Temmuz 23, 2009

occet vs. nilka

eskiden benim odam ıncık cıncık şeylerle doluydu. şimdiyse toplam ıncık sayısı 3.
üzerinde "sometimes ı pee when i laugh" yazan kafalı bir kalem, 2 cm uzunluğunda bi roysroys, ve kafası kopmuş bir koyun olan kağıt tutacağı. duvarda asılı dreamcatcher, camdan fil, içinde fotğraflım olan çerçeve, sicime dizili cevizden kuşlar, keman, takvim.. bunlar da hediye kontenjanından ortalıktalar ve bir çoğu 2 yılı aşkın süredir ortalıkta.

şimdi ben bazen çevreme bakıp ıncık şey kapasitemin azalmasını görüp, bunun ince düşünme, kavramları birbirine bağlama, kıvrak zeka ve yaratıcılıkta da azalmaya yoruyordum...
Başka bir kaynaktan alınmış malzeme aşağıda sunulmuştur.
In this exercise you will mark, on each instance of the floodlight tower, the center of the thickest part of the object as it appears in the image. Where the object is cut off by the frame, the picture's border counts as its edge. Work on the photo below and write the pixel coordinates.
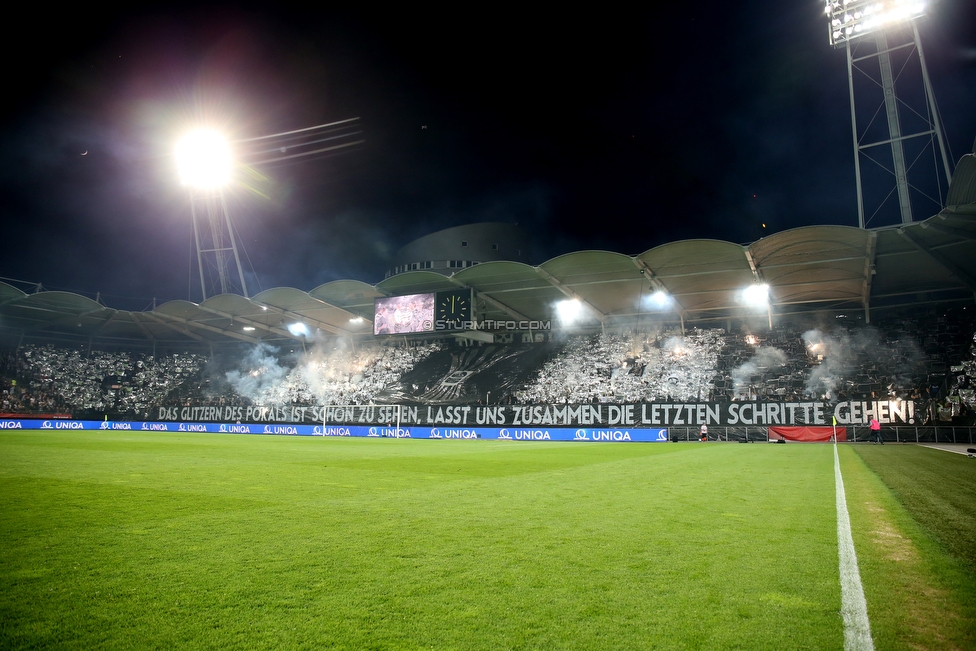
(883, 46)
(204, 162)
sonra nil karaibrahimgilin sitesini gezdim. tasarım anlamında cidden, süpersonik buluyorum siteyi. üşenmedim tüm notlarını okudum, fotoğraflarına baktım. ben bayaca düz bir insanım nilka karşısında. ama o da çok girift değil. hatta sanırım buna çalışırken bunu yapamıyor. onu farklı kılan, her nasılsa tc vatandaşı olarak, şarkıcı olarak da buna çok yakın bir hayat sürmesi ve bunu da çekinmeden sunması. hani herhangi birinizin sıra arkadaşı olabilir nilka, hatta iddia ediyorum ondan daha ilginç insanlar tanıyorsunuzdur. tek kusurları içine sokulası bir şirinlikten nasibini almamış ve şarkıcılıkla alakasız olmaları.
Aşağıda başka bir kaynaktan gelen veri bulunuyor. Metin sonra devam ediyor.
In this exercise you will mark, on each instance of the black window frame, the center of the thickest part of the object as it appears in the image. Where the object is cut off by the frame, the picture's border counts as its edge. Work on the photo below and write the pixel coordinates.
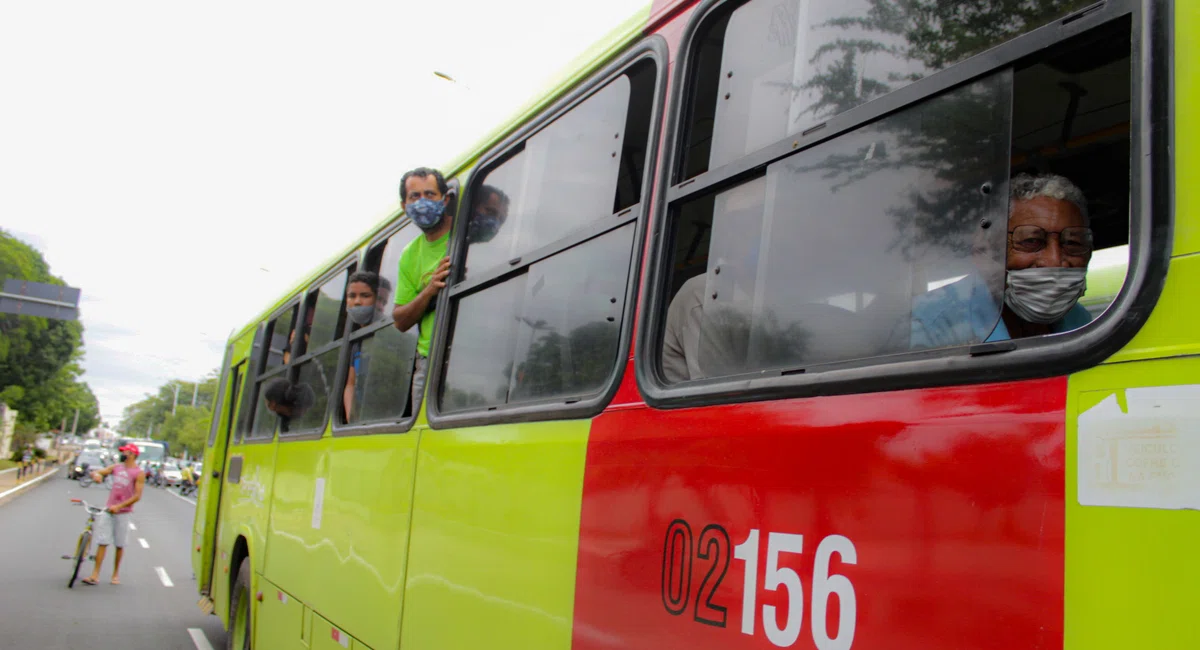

sonracığıma, vakti zamanında kankamın hayran olması nedeniyle ismine aşina olduğum orhan cem çetin'in (kısaca occet) "bedava gergedan" kitabını okumaya başladım. kapağı çok hoşuma gittiğinden fotoğrafını çekip cep telefonuma koydum. ve bunca zamandır onca kez kapağa bakmış olmama rağmen ne demek istediğini cep telefonumun arka planında görünce anladım. ki occet facebooktan da arkadaşım olur. çünkü yine kankam gidemediği için sırf onu sinir etmek adına katıldığım occet konferansında, konuşmalarını dinlerken mest olmuştum. hatta spica da yanımdaydı. onaylayacaktır süper akışkan konuşması, kibirden uzak bilgili hali ve kocaman kafasıyla beni büyülemişti. süpersonik bi insandır kendisi, hatta ben büyüyünce occet olmak bile istedim.
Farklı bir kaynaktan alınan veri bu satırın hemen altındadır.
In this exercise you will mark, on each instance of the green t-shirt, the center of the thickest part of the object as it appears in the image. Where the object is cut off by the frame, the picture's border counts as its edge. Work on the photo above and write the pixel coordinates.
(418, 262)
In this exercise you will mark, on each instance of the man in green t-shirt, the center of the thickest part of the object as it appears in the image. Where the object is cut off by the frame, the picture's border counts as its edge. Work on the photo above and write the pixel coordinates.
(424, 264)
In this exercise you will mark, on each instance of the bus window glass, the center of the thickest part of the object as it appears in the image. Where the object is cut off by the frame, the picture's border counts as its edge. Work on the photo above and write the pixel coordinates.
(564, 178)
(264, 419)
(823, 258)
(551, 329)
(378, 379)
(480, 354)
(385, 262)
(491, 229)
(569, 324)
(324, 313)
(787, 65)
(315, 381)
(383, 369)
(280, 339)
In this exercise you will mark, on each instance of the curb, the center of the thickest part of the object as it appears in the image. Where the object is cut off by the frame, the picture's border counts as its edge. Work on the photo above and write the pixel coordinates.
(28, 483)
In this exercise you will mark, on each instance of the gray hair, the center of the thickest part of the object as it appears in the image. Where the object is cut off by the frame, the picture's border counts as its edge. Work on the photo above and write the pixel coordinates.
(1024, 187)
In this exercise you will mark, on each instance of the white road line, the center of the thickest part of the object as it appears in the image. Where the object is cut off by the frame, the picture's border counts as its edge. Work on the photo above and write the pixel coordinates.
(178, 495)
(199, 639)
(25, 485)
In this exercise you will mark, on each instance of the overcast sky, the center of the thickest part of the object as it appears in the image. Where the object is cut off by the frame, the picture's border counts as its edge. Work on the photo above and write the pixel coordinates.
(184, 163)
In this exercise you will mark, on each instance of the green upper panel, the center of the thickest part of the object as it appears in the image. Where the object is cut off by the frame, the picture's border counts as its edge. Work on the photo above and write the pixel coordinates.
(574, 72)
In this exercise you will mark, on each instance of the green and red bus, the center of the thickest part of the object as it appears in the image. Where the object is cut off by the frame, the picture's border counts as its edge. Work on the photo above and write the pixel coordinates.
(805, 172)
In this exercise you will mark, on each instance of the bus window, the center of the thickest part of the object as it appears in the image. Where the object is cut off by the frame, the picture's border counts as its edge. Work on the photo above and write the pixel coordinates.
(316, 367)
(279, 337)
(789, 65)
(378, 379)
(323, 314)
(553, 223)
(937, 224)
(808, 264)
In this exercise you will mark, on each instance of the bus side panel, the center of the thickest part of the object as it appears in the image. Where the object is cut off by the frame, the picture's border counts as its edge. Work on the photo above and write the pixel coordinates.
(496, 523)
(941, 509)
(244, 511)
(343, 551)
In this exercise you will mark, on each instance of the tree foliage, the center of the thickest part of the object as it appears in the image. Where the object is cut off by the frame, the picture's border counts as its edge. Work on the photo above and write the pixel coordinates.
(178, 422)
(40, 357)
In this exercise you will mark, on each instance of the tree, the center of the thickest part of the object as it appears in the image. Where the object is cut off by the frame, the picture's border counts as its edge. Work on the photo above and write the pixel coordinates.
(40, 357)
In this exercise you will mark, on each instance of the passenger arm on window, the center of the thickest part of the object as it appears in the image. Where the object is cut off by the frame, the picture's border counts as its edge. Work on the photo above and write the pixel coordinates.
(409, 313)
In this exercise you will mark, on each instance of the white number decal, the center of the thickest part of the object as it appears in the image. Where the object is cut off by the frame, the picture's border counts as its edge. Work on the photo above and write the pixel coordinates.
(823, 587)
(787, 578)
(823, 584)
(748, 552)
bedava gergedan, yazıya ve fotoğrafa ucundan da olsa dokunmuş herkesin okumasını şiddetle tavsiye edeceğim bir kitap. özellikle benim gibi hikayesi olmayan fotoğrafla işi olamayanlarca kesinlikle^3 okunması gereken bir kitap. occet, fotoğrafı alıp ulaşılmaz bir meta haline getirmiyor. onu düşüncemizin görünür hali olarak sunuyor. fotoğraflarının notları var. kendi tarafından yazılmış. minicik hikayeleri var. burada hikaye derken aşk ayrılık vs. demiyoruz. hepimizin (lütfen hepimizin olsun) yolda yürürken kendi kendine düşündüğü, genelde sağdan soldan gelen uyaranların şekillendirdiği, bir saniye sonra hatırlanmayan düşünce yumaklarının fotoğrafları bunlar.

şimdi occetle nilka'yı neden karşı karşıya getirdin dersen; biri asıl biri suret gibi. şu sıra güzel metafor kuramıyorum o yüzden de pek yazamıyorum. ama occetteki yaratıcılık ve detaylardaki zeka korkunçken, ve üstelik kafamıza vurulmadan yapılıyorken, nilka aslında sen gibi ben gibi bir kızceğiz. onun da evrimle sorunları var. yine de kendisini yermek için yazmadım bunları. sadece iki olay kahramanımı peşpeşe izlediğim için aklımda bir karşılaştırma yaptım.

occetin bedava gergedan kitabının kapağı.



ve evet, ben çok bilmiş, ukala, akıcı konuşan herkesi seviyorum. simber atay'a da bu yüzden vurulmuştum :) ve işte bu yüzden evrimin sıçtığı yerdeyim.

1 yorum:

bg dedi ki...

beyaz amca. çok sevmiştik, çok tatlıydı çünkü. akıllı da. daha ne isteriz. kitap kapağı da iyiymiş. içi de iyidir heralde. neden olmasın.